In the 'people's vote' image competition, Sofia Granados (Univeristy of Sheffield) won first prize with her image of 'Signals in the ovary'. Second prize went to Basudha Basu and Dharaminder Singh won third prize.
Welcome also to Dr Ling Chin Hwang
Welcome to Dr Egbert Hoiczyk
Egbert joined the university in April (2015) as a senior lecturer for the IMAGINE:Imaging life project.
He writes - Recent advances in high-resolution microscopy, bioinformatics, and structure determination have resulted in a fundamental reassessment of the organization of bacterial cells. Once perceived as simple and unorganized, bacteria have become appreciated in recent years for possessing structural, spatial and temporal organizations that rival that of eukaryotic cells. Through a combination of advanced microscopy and classical genetics, biochemistry, and physiology I aim at understanding how this complex organization is achieved and maintained in cells. Two different approaches are used to accomplish this goal. The first approach relies on the fractionation of cells with the goal to discover, isolate, and characterize novel sub-complexes and organelles that form the elementary building blocks of bacterial cells, while the second approach uses live imaging techniques and electron tomography to study the function and dynamics of these structures in the context of living cells.
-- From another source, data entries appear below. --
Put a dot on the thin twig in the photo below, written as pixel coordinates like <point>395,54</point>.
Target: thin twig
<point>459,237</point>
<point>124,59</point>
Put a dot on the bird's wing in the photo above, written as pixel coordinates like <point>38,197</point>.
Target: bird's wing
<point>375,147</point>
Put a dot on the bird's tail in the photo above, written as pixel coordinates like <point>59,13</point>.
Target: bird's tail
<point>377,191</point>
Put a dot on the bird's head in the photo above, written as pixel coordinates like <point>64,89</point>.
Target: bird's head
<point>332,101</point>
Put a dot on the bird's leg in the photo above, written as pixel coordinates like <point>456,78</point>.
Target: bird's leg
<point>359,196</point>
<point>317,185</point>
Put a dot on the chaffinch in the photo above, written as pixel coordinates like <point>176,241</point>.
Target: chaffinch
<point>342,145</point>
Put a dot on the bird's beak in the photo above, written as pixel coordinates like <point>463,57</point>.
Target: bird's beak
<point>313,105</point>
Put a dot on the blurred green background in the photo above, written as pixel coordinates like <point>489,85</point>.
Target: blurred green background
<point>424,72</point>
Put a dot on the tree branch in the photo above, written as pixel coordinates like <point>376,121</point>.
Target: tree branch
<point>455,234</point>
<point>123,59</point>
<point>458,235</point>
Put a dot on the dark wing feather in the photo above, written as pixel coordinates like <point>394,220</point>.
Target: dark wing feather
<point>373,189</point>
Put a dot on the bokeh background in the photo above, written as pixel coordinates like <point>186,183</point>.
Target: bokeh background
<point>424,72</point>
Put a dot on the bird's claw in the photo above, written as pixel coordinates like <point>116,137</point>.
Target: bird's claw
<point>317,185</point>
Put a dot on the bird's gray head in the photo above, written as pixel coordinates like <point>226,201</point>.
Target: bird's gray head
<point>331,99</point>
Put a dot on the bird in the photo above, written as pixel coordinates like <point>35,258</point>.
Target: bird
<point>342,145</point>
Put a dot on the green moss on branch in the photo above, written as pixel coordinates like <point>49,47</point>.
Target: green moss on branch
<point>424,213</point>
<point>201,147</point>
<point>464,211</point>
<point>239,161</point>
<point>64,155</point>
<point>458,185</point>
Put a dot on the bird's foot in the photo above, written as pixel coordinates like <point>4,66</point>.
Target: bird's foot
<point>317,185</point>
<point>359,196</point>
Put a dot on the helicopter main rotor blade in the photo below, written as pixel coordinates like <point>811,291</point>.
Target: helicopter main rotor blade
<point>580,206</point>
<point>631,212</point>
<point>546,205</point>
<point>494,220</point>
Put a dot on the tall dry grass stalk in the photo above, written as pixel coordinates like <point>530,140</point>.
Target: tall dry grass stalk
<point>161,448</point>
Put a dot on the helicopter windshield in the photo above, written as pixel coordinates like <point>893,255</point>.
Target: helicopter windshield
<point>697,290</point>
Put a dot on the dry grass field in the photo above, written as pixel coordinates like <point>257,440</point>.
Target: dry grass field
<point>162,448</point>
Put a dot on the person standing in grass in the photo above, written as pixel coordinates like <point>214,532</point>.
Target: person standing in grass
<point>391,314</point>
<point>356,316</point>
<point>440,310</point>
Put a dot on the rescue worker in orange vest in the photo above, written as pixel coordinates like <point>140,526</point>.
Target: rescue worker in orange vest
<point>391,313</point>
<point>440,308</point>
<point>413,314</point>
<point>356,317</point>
Sheffield leads new networking EPSRC award
28 May 2015
Prof. Jamie Hobbs was recently awarded a £509,648 grant from the Engineering and Physical Sciences Research Council (EPSRC) to facilitate engineering and physical sciences involvement with the antimicrobial resistance (AMR) problem. The Sheffield antimicrobial resistance network (SHAMROK) grant will enable new, and augment existing, research opportunities by developing cross faculty networks within our internationally leading IMAGINE:Imaging Life and Florey Institutes. The network will focus on the development of physical and physicochemical tools for understanding bacteriology and the host response, the development of new surfaces, dressings, and tissue engineering related approaches for preventing infections and improved drug delivery strategies for antimicrobials. The interdisciplinary approach shall make the most of our existing expertise to catalyse truly transformative activities that are unconstrained by traditional discipline boundaries.
Sheffield part of winning consortium to tackle AMR
28 May 2015
The Medical Research Council (MRC) led cross-council initiative to tackle antimicrobial resistance (AMR) has awarded £3.19 million to the SWON alliance (a multi-partner collaboration between the Universities of Sheffield, Newcastle and Oxford, led by the University of Warwick). The grant aims to tackle AMR by elucidating the fundamental processes of bacterial cell wall synthesis. By funding research into how the cell wall can be targeted by new antibiotics we aim to understand how resistance to antibiotics occurs. The University of Sheffield shall use the IMAGINE infrastructure and our expertise in Staphylococcus aureus (Florey Institute) to analyse how the cell wall is made and how antibiotics can inhibit this process.